Retrospective analysis of the ch14.18 cycles in the phase III Cooperative German Neuroblastoma Trials NB90 and NB97.

In a pediatric phase I trial, 9 children (ages 2-10 years) with neuroblastoma received up to 50 mg/m2 of ch14.18 for 5 days [35]. Pain was the most common side effect during treatment and was most pronounced at 50 mg/m2. Thus, the investigators considered 50 mg/m2 the maximum tolerated dose. Other side effects included fever, urticaria, pruritus, and rash. One patient developed transient pupillotonia at the highest dose level. Optic nerve atrophy was observed in 2 patients, both of whom had received prior radiotherapy that was implicated in the adverse event. This toxic effect gradually resolved in the 6 months after therapy with ch14.18. HAMA was not detected in any of the participants in this study. Two of the participants had a CR, 2 a PR, and 1 a minor response.

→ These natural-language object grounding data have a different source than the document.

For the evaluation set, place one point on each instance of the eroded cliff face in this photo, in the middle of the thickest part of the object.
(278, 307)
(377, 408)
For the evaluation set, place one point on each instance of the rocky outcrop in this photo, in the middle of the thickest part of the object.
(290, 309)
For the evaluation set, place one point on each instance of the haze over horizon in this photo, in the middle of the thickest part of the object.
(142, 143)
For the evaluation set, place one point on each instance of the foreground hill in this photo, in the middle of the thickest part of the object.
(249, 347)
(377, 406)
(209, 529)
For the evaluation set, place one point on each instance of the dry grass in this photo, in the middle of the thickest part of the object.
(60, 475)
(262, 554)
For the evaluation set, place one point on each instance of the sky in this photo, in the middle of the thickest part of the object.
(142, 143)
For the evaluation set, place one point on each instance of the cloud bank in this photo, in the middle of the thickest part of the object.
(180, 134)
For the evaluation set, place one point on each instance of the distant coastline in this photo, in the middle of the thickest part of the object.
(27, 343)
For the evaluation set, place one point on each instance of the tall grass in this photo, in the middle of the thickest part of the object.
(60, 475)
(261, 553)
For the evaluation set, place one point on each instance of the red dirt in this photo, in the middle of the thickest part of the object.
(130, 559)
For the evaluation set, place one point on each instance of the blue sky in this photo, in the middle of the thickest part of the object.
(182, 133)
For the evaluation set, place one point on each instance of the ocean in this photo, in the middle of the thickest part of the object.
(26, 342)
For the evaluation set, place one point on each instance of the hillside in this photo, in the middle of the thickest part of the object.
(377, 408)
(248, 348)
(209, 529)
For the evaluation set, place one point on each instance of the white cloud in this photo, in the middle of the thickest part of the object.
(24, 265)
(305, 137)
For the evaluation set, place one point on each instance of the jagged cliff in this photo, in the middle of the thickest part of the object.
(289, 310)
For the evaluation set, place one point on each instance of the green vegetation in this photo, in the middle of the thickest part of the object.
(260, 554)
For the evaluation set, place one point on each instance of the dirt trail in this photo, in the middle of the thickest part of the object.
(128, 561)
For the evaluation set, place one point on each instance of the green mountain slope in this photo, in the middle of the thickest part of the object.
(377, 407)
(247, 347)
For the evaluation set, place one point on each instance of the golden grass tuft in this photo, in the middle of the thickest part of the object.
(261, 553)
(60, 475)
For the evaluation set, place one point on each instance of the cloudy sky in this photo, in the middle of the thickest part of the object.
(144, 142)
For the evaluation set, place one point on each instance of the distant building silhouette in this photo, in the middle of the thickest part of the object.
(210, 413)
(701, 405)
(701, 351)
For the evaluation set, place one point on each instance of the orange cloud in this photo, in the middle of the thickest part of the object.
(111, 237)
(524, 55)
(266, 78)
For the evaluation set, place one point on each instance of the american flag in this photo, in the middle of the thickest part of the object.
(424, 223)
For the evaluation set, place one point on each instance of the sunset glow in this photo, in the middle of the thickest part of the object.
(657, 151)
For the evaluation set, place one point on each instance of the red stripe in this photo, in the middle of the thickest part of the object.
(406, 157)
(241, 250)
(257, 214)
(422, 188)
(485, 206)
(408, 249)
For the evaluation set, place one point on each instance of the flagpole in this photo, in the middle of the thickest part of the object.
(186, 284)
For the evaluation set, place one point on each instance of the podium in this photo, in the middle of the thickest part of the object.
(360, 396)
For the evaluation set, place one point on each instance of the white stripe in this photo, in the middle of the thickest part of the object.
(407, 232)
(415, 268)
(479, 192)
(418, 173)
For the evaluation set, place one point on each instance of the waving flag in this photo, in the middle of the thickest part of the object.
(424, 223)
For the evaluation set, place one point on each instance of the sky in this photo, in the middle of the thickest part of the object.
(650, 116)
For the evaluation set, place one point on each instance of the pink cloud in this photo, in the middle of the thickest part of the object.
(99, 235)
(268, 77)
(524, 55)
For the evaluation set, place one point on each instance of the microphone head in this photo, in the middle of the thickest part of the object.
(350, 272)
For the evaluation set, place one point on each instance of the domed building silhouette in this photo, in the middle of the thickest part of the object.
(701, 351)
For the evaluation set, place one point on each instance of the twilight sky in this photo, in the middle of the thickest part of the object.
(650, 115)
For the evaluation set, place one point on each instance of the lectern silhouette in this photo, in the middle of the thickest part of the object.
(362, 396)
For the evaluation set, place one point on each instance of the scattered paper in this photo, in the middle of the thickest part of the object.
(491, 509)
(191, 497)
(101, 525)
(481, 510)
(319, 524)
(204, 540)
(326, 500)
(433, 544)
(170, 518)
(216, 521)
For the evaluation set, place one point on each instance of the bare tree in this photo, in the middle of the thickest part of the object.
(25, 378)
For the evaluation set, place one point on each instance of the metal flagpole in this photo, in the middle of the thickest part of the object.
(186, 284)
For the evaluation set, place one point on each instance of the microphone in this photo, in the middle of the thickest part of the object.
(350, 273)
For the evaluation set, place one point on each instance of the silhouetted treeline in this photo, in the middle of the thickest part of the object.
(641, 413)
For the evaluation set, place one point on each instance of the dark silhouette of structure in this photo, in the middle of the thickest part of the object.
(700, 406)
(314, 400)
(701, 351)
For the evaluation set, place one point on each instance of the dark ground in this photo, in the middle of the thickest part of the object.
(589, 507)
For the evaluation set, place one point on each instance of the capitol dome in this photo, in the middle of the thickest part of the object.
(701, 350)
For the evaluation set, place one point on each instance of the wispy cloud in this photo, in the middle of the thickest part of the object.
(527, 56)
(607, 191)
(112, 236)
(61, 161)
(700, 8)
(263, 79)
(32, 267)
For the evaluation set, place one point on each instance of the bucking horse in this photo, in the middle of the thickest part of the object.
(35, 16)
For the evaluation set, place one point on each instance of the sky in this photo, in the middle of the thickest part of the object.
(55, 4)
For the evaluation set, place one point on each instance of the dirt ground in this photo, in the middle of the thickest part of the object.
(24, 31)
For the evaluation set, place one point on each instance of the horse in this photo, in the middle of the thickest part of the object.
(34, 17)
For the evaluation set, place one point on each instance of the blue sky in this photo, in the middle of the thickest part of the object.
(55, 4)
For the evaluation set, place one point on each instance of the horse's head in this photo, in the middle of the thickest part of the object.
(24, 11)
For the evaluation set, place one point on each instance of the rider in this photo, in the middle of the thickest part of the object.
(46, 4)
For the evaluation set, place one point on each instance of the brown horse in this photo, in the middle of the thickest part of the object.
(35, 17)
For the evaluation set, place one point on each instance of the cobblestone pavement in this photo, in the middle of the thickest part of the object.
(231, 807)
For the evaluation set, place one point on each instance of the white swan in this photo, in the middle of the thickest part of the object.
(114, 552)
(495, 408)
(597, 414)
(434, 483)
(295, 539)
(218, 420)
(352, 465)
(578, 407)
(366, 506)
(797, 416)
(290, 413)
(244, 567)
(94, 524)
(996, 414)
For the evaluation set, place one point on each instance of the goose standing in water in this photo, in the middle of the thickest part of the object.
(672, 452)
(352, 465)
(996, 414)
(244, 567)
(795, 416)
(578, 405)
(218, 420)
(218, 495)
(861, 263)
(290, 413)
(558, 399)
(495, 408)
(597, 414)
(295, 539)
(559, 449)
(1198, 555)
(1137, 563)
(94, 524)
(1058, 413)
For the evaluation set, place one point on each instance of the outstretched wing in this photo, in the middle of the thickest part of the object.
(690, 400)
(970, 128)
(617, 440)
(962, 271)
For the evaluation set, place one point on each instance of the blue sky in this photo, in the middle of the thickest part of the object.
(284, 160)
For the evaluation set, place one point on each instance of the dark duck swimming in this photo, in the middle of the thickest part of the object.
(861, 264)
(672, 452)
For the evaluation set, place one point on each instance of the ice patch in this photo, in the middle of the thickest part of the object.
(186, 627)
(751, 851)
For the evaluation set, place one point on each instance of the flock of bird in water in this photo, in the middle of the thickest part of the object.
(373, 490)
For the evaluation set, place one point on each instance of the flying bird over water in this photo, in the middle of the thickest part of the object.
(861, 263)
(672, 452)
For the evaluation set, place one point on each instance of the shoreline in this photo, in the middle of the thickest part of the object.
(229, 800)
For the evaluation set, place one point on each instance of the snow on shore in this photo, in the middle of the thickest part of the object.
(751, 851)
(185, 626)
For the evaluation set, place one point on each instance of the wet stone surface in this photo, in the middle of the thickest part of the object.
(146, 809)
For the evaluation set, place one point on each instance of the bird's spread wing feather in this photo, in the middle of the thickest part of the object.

An alternate dosing schedule of ch14.18 was tested in the phase I setting in 11 patients (10 with neuroblastoma and 1 with osteosarcoma). A total of 20 courses of ch14.18 were administered at doses of 10, 20, 50, 100, and 200 mg/m2. The antibody was given as a 1-hour infusion for doses less than 50 mg/m2, as a single infusion at 10-20 mg/m2/hour for a dose of 50 mg/m2, and was fractionated to be given over 2-4 days for doses greater than 100 mg/m2. The most common toxicities were pain, tachycardia, hypertension, fever and urticaria. An MTD was not established in this study, and the dosage was not further escalated because the supply of antibody had been exhausted. However, at the highest dose levels tested of 100 mg/m2 and 200 mg/m2 (total doses over 2-4 days), pain was graded as severe in 5 of 7 patients. Serum sickness was observed in 2 of 4 patients who received 200 mg/m2. Repeated antibody administration (time interval of every 2-3 weeks) was not associated with increased toxicity. Anti-ch14.18 immune response was detectable in 7 of 10 patients. Of 10 patients evaluable for response, 1 had a PR, 3 mixed responses, and 1 stable disease [36].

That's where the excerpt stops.